What the data showed was that you would send SMS to a far smaller group of people than you would call. It also showed that for most people, no matter how many SMS they sent, their SMS circle was a more intimate group and tended to plateau at no more than 10.  

It is easy to look at these issues through the lens of hindsight, but when estimating how many pictures someone might send we had assumed that people would share them widely, with lots of different friends. A better guide would have been the much smaller social circle who they would send text messages to. It is mildly ironic that people now often do share their pictures widely, with an extended group of friends, and via their mobile phones, just using things like Twitter, Facebook and Instagram – and not using MMS!

Best friends

It wasn’t just the size of your social circle that mattered. We had also analysed “top contacts” – the people you called or text messaged the most frequently.
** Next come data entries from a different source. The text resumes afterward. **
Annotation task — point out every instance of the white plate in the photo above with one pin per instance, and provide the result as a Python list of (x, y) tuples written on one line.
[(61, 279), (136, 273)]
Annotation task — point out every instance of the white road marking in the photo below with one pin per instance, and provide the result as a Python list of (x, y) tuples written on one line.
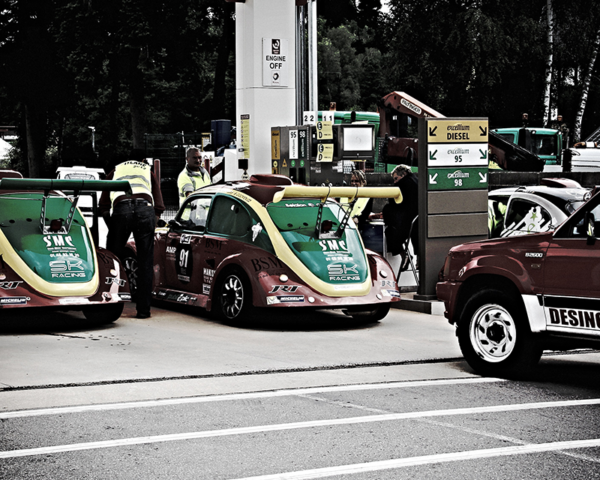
[(293, 426), (428, 460), (243, 396), (503, 438)]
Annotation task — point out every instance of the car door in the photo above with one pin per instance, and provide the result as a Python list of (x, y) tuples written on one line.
[(184, 245), (572, 275)]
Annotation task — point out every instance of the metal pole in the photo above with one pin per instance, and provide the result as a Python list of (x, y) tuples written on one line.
[(300, 64), (313, 100)]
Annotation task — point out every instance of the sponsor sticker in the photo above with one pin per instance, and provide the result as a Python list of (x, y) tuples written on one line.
[(10, 285), (73, 300), (284, 288), (573, 318), (256, 229), (117, 281), (275, 299), (14, 300)]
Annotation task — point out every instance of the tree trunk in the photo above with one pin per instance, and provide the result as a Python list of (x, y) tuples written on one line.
[(550, 39), (224, 51), (137, 100), (35, 126), (585, 90)]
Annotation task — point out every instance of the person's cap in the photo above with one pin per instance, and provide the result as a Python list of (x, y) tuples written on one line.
[(137, 154)]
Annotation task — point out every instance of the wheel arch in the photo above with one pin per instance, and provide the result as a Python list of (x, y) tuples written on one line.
[(229, 265), (479, 282)]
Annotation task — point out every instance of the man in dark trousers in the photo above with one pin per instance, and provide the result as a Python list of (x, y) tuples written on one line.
[(398, 217), (137, 214)]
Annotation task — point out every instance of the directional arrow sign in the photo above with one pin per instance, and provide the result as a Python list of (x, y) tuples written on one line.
[(469, 178), (456, 131), (456, 155)]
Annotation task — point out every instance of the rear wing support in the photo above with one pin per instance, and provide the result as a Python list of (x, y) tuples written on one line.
[(76, 186)]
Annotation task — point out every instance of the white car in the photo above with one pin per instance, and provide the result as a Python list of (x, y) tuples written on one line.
[(86, 202), (532, 209)]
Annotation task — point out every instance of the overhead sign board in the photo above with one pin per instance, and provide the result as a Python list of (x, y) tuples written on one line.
[(457, 131), (275, 62), (457, 179), (457, 155)]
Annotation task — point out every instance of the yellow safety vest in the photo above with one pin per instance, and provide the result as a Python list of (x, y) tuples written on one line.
[(139, 176), (359, 206)]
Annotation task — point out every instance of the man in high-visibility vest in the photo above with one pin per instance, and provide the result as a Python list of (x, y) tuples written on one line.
[(137, 214), (193, 176)]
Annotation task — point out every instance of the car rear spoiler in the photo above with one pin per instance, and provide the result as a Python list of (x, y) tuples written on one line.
[(76, 186), (352, 193), (322, 229), (48, 184)]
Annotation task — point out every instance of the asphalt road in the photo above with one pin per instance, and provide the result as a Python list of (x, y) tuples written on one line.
[(180, 396)]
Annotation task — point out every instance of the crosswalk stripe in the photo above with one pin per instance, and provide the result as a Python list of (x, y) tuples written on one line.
[(242, 396), (293, 426)]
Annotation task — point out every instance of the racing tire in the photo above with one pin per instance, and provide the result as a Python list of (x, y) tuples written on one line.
[(494, 335), (131, 269), (102, 314), (233, 297), (379, 312)]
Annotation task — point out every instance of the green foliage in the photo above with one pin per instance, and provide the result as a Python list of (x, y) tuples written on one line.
[(125, 66)]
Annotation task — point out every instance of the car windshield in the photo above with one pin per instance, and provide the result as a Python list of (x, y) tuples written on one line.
[(573, 205), (301, 215), (334, 260)]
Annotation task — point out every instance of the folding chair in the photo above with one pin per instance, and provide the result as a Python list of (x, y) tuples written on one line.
[(408, 256)]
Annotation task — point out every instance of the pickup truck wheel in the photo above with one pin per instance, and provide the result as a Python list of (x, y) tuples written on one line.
[(494, 335)]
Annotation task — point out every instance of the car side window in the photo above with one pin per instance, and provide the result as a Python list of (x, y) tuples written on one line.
[(525, 217), (579, 229), (229, 217), (496, 213), (194, 213)]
This next graph plots the Swiss data, and shows that your top contact represents around 40% of all the calls you make, but that in the case of SMS this is 60%.
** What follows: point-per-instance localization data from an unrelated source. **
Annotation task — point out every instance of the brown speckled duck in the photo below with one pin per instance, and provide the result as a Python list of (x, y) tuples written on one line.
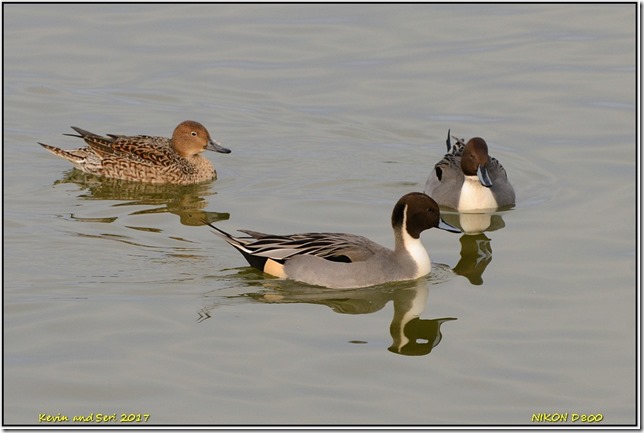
[(143, 158)]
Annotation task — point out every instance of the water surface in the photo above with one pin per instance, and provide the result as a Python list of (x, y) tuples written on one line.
[(118, 301)]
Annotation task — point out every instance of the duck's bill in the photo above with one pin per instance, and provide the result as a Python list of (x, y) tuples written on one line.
[(484, 176), (216, 147), (448, 227)]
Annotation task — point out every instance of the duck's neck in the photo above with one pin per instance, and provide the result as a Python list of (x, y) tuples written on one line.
[(413, 248)]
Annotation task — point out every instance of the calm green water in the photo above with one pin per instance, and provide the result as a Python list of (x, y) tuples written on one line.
[(117, 301)]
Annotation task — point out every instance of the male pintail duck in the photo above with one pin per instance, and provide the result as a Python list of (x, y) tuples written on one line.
[(142, 158), (340, 260), (467, 178)]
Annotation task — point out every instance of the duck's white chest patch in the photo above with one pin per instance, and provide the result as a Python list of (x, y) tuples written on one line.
[(419, 254), (475, 196)]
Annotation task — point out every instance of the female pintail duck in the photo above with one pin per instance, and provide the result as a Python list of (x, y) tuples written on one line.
[(340, 260), (467, 178), (142, 158)]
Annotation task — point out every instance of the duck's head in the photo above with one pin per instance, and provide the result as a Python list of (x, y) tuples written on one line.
[(416, 212), (191, 138), (475, 159)]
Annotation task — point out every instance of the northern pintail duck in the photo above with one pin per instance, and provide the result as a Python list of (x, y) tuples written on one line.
[(144, 158), (467, 178), (340, 260)]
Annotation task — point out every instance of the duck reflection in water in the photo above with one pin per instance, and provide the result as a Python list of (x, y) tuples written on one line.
[(185, 201), (476, 248), (411, 335)]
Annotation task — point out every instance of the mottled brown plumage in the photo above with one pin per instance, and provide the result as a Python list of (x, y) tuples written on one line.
[(144, 158)]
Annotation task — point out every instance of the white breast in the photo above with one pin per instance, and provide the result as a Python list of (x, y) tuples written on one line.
[(475, 196), (417, 251)]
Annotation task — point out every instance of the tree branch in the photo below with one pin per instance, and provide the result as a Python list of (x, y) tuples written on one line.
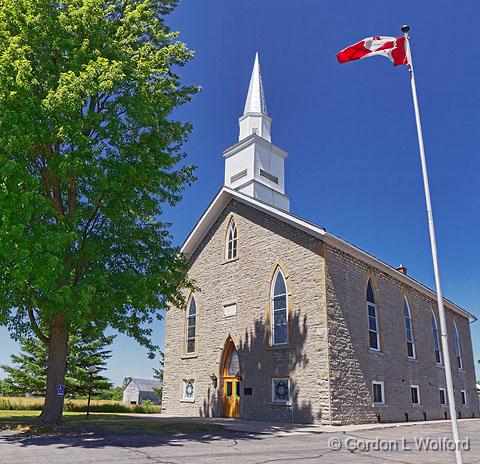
[(36, 328)]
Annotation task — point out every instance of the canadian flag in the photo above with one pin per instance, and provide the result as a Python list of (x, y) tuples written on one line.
[(391, 47)]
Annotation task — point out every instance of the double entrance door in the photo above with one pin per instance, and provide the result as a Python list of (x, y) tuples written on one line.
[(231, 397)]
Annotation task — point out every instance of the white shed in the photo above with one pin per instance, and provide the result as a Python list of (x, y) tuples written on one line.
[(139, 390)]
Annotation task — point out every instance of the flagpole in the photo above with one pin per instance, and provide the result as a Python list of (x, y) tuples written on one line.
[(433, 244)]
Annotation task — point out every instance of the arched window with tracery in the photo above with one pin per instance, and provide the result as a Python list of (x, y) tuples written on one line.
[(232, 241), (373, 325), (409, 329), (458, 347), (191, 326), (279, 309), (436, 340)]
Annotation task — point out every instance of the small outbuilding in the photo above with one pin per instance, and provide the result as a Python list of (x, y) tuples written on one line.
[(139, 390)]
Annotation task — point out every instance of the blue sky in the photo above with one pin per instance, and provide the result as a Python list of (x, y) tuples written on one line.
[(350, 130)]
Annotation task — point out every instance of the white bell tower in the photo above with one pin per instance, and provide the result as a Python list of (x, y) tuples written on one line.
[(254, 165)]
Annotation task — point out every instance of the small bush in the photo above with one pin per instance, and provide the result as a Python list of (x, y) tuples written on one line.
[(36, 404)]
A simple conclusion would have been that if your top contact did not have an MMS-enabled phone, and so couldn’t receive your picture message (or send you one back), then you were extremely unlikely to send a picture at all.  

This was illustrated by the evidence from those who did use the service. In a despairing roll of the dice, Orange a couple of years later sold pairs of phones with photo messaging capability. One for you, one for your top contact.  This might have been an effective strategy at a time when lots of people were still getting new phones and upgrading for the first time – but the price of all the 3G licences (and the cost of building networks that would enable data and pictures to be sent in larger number) weighed heavily on the service.

Pricing pictures

The last factor that was preventing uptake of the service revolved around personal biases relating to price.  People like to know what they are going to spend.  People who are anxious about price don’t spend much.  Indeed, to the credit of the mobile phone networks, a lot of work was being done around creating bundles that removed the worry over what you were going to spend.  The only problem with picture messaging was how to price it.  
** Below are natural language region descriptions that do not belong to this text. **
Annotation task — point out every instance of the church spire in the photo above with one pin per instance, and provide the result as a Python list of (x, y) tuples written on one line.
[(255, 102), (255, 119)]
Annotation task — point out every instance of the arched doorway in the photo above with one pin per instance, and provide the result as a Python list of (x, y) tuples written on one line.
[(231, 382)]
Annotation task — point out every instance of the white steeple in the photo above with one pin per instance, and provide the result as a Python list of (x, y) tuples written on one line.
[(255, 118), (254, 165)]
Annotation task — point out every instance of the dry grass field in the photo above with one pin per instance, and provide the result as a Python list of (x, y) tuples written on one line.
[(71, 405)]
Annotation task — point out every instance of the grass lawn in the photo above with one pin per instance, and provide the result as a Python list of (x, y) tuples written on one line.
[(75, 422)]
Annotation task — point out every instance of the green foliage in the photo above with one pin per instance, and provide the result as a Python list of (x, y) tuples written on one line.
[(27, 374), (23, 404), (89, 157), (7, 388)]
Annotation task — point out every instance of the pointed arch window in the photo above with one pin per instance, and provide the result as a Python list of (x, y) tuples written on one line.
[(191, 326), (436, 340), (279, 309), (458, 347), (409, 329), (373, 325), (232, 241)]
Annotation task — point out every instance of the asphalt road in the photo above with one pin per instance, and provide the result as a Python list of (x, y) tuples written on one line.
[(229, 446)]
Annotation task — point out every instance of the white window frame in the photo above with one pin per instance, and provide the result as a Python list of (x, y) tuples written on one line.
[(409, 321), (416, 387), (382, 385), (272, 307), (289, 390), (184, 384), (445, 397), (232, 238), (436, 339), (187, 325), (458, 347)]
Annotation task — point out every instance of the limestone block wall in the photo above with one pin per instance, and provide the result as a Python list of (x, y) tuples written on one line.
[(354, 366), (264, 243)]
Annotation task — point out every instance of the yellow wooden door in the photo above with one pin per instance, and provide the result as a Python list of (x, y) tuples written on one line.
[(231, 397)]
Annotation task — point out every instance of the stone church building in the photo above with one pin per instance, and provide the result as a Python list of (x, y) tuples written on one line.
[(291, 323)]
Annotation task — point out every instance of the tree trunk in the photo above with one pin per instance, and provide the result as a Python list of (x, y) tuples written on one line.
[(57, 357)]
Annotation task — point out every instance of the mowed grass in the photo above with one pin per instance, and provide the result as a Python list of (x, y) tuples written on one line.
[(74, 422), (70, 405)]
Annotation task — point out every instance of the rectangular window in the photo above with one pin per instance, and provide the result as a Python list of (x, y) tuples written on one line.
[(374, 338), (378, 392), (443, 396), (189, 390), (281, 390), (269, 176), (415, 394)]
To avoid all the confusion over how big a picture was and given that the whole idea of data was a relatively new one, the choice was made to price picture messages at 50p each – which was roughly five times the cost of a text message at the time.  This was quite a high barrier to trial and repeat, as the perceptions of price were anchored to the relative price of a text message.  

A few years after launch, some half-hearted efforts were made to introduce picture messaging bundles, but uptake of these was even smaller and slower than the use of picture messages. Indeed it is only with data packages offering all you can eat (within reason) that usage of pictures is growing significantly. Again, things like Facebook are much more efficient than sending a picture to lots of different people .

So what have we learned? That starting habits and maintaining habits among consumers – which is what marketing is about, isn’t it? –  requires us to look at data through the lens of human behaviour.  No matter how much data you have, you still want people to start, stop or keep doing things, and that requires understanding, testing, failure, humility and not just data.